In ten years, globalization won't feel like Americanization—thanks to the movies!
■"What Is a Foreign Movie Now?" by A.O. Scott, New York Times Magazine, 14 November 2004, p. 79.
This is a big theme of mine: in ten years time it will be impossible for the world to keep pretending that globalization equates to forced Americanization (otherwise known as that dumbass McWorld theory—as is the case of most diagnoses, it arrives on scene just as it becomes obsolete). Our cultural content dominated Globalization II (1945-1980) because we were number 1 without a doubt in the scrawny West that existed through that time period. Our cultural content still seems dominant through Globalization III (1980-2001), because the biggest players were still getting their acts together in terms of internal integration (Europe) and joining the global economy (e.g., China, India).
But in Globalization IV (2001 and counting), we will witness the rise of numerous key cultural content pillars, such as the European lifestyle (or dream, as Jeremy Rifkin calls it), Japanese cool (check out what your kids all seem naturally drawn to, and you'll find it's overwhelmingly Japanese in origin), and Chinese hipness (isn't China becoming the center of damn near everything on the go-go?).
Hollywood supposedly dominates the global marketplace for movies, just like the NBA dominates global basketball (and yet seems to be full of more foreigners than you can count), but that chimera is rapidly disappearing thanks to rising competition from the world over. Today, it's getting really hard to define exactly what is a foreign film?:
It is not hard to imagine a future n which an American suburban marquee will boast a Chinese martial-arts picture, a Korean action thriller, a Mexican cop drama and a French romantic comedy.

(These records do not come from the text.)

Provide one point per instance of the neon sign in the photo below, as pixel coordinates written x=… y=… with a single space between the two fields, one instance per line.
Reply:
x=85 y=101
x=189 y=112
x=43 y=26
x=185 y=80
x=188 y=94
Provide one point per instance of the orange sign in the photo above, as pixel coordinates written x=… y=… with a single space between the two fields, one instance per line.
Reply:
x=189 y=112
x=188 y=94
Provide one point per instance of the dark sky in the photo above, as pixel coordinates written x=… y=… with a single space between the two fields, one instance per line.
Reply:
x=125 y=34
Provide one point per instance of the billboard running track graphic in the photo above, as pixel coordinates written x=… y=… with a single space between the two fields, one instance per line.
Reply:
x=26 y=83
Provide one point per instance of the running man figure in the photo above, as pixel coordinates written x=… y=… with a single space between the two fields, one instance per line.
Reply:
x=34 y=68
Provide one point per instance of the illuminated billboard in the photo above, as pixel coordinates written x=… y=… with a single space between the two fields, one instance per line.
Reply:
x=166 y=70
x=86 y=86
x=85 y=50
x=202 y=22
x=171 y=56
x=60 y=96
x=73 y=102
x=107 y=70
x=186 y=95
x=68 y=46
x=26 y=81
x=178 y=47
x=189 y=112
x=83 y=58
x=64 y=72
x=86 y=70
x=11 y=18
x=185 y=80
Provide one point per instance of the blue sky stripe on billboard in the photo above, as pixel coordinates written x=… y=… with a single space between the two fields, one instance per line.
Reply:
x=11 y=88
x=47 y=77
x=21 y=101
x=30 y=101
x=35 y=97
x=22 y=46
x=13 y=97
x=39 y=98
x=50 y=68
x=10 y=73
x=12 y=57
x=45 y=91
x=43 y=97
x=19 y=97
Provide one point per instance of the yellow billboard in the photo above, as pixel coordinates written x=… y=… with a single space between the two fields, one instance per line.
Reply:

Actually, that future is pretty much already here, depending on the taste of the movie house you may frequent.
Among the harbingers of that future are the domestic box-office successes of movies like "Crouching Tiger, Hidden Dragon," "Amelie," and last summer's "Hero." Of course, if you count remakes, homages and rip-offs—retooled versions of Japanese pictures like "The Ring" and "The Grudge," say, or even Quentin Tarantino's "Kill Bill" movies—then that future has long since arrived.
And yes, I do count all these films, most of which we already own on DVD.
What is the emerging theme of this global cinema?
A defining modern mood—one that is often evoked but hasn't been adequately been named—is the anxious, melancholy feeling of being simultaneously connected and adrift. In a recent essay in Salon, the film critic Charles Taylor identified this condition—"being in a world where the only sense of home is to be found in a state of constant flux"—as a central motif in movies ranging from "Lost in Translation" to the films of cinephile cult figures like Tsai and Wong Kar-wai [two up-and-coming Asian filmmakers].
To me, these are the movies that ask the question, "How fast is too fast or not fast enough?" The answer to that question is what will constitute the emerging "third way" between America's Go Fast ideology on globalization and Europe's Go Slow.
I look forward to all the movies still to be made on this subject.